Sermon The Day of Pentecost May 20, 2018

Acts 2:1-21                 Psalm 104:25-35        Romans 8:22-27

             John 15:26-27, 16:4b-15

May these words and our thoughts be acceptable to God, Father, Son and Holy Spirit.

Seven weeks have passed since Easter.  Take a moment and think of all the things that have happened to you in that time.  Now think about the experiences the first Christians had during that same time.  The Resurrection;  frankly that would have been enough excitement for me for all seven weeks and more.  But the disciples had more encounters with the Risen Saviour;  He walked with them;  He ate with them;  twice He came amongst them when they were gathered in fear for their lives;  He had breakfast on the beach with them;  He gathered them together on a mountain, gave them what was to be His final instructions for their life’s mission, and ours too, and Ascended, before their eyes, into the realms of Heaven.  How much more could they take ?  They gathered together on this fiftieth day, a Jewish harvest festival, and then came a rushing of wind about their heads, with great noise, as I wrote this the hairs on the back of my neck stood up, and then the Holy Spirit, like tongues of fire settled on their heads.  The power in the room, was awesome, stuff whirling about in the air, they turned around and around and held on to each other for support, was this the end of the world ?  Would they be consumed by the fire ?  What in the world was happening ?  The sound of the wind was added to by their own cries of fear and wonderment.  Wow !  That’s some seven weeks but it is not over.  They are overtaken by a power beyond their control and spew out words they don’t understand to the people around them, who miraculously do.  The drama is intense.  But like every good party there are killjoys, who don’t believe the evidence of their own eyes.  Don’t worry they will eventually come round.
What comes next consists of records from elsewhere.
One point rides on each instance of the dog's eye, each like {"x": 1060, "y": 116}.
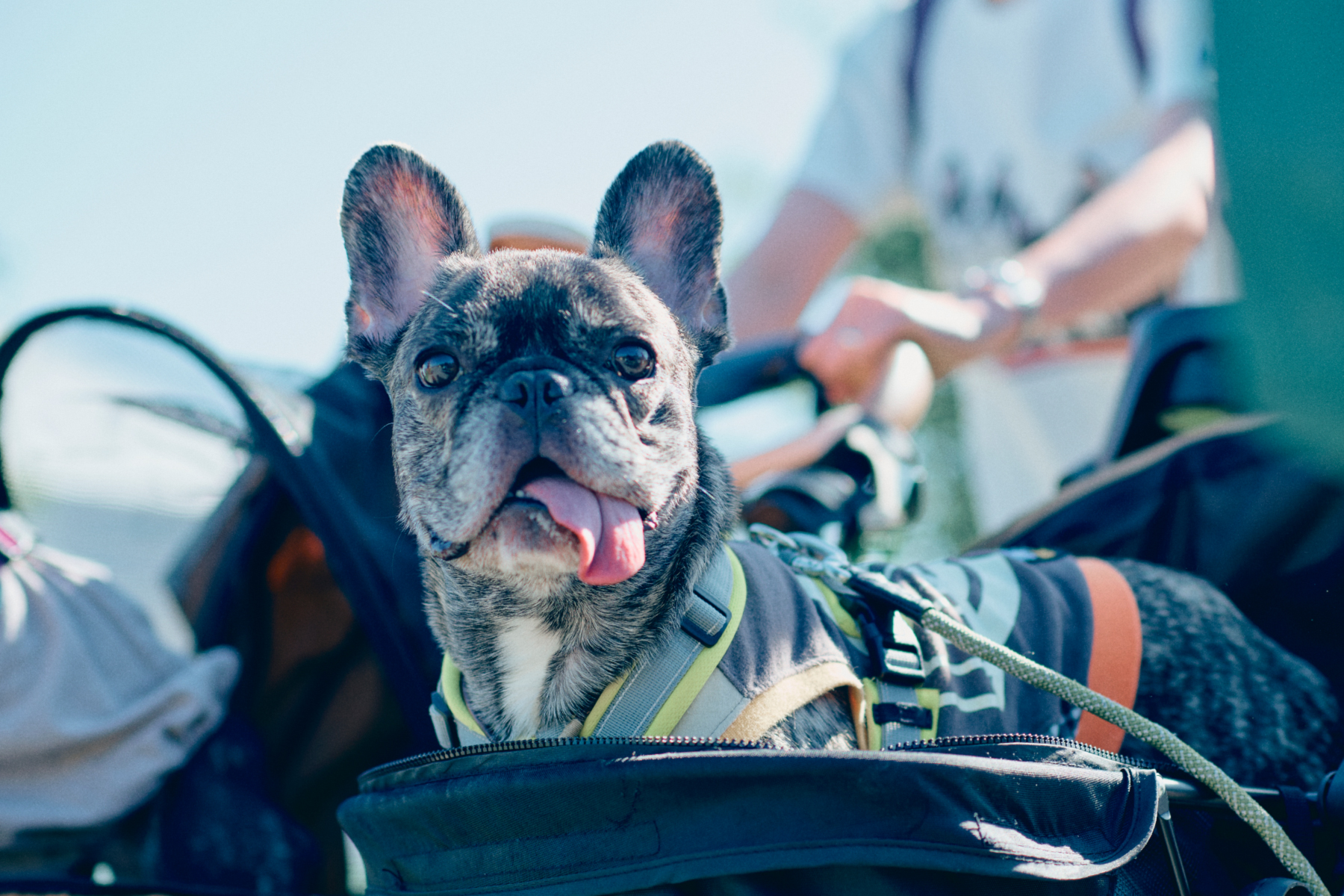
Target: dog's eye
{"x": 632, "y": 361}
{"x": 436, "y": 370}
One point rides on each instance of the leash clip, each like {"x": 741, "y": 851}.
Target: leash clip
{"x": 806, "y": 554}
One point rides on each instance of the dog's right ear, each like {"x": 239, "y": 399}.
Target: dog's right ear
{"x": 399, "y": 218}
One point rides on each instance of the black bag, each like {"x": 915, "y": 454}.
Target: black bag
{"x": 1230, "y": 504}
{"x": 1012, "y": 815}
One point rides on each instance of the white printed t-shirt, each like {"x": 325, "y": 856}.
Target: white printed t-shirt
{"x": 1023, "y": 111}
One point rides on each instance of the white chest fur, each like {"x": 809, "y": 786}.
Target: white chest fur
{"x": 526, "y": 648}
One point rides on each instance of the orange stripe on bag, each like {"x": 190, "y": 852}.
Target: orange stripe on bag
{"x": 1117, "y": 649}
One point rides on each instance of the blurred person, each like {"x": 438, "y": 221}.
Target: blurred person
{"x": 1061, "y": 155}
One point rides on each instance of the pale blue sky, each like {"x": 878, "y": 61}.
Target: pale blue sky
{"x": 188, "y": 158}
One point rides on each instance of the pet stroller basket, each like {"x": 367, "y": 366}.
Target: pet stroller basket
{"x": 129, "y": 442}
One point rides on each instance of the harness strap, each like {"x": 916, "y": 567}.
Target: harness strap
{"x": 658, "y": 691}
{"x": 1117, "y": 649}
{"x": 652, "y": 696}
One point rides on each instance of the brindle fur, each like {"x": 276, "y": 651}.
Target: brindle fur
{"x": 420, "y": 282}
{"x": 653, "y": 274}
So the Holy Spirit in this great manifestation came calling.  The Holy Spirit is a part of our Triune God, just as much as your spirit is a part of you, after all we are created in God’s image.  We have bodies, so does God in the Person of Jesus Christ.  We have our minds, intelligence and character, so does God in the Person of the Father.  We have our spirits the part of us that motivates us to do things and to know the difference between right and wrong, so does God in the Person of the Holy Spirit.  It goes without saying that God always knew the difference between right and wrong.  We initially weren’t intended to know the difference between right and wrong so when we upset the apple cart under the Tree of the Knowledge of Good and Evil we upset the beautiful world order that God had created.

The Holy Spirit descended upon the disciples and added to their existing human spirits.  Then they were purified and sanctified and inspired just as we are at our Baptisms.  When we are baptized with the Holy Spirit we become different people, just as those first disciples became different people.  We don’t have the same manifestation, I doubt we could stand it, but it happens inwardly any way.

Through the power of the Holy Spirit, as Jesus says, we have a new understanding of sin, righteousness and judgement.  Some other religions, even societies, don’t believe that Sin exists.  All behaviour being what they consider to be natural cannot be sinful in nature.  Others believe Sin only exists within their own group, so it’s ok to do harm to those who don’t belong to their group.  Sin, we understand, to be all actions and thoughts not sanctioned by God’s Word.  But we are to go beyond that.  Whereas others may not lift a finger in anger, they inexplicably will often not lift it to help either.  We know that isn’t right, which leads us to a new understanding of righteousness.  Not only do we believe in  ‘do no harm’, we believe in providing help.  Look at the number of charitable acts done by the Church.  It is obvious that this mindset was started by God the Father, expanded upon by Jesus and nurtured in us by the Holy Spirit.

Then comes Judgment.  From the earliest time judgment has meant that  “you shall not render an unjust judgment; you shall not be partial to the poor or defer to the great:  with justice you shall judge your neighbour”  (Leviticus 19:15)  an early form of the Rule of Law.  Jesus did just that as Isaiah prophesied  “The spirit of the LORD shall rest on him, the spirit of wisdom and understanding, the spirit of counsel and might, the spirit of knowledge and the fear of the LORD.  His delight shall be in the fear of the LORD.  He shall not judge by what his eyes see, or decide by what his ears hear;  but with righteousness he shall judge the poor, and decide with equity for the meek of the earth;  (Isaiah 11:2-4a).  The Spirit rests on us too.  We are cautioned about judging others  (Matthew 7:1,2)  because we will be held accountable for our judgements.  It is surely impossible to go through life without judging people, situations, actions and things.  It is therefore essential for us to make careful judgements.  That doesn’t happen on many occasions or in societies.  Judgements are often self-serving and are contrary to the Christian way.  So we definitely need to call upon the Holy Spirit, in prayer to show us the right way that’s why He came, He is the Advocate for justice.  With honesty pray about the situation, defer to other than your personal preference, if the other way becomes the righteous way.

Let us pray.  Come Holy Spirit and renew the face of the Earth.  Grant us the power to discern sin, act righteously and judge equitably and thereby help to usher in your perfect Kingdom.  Amen and Alleluia.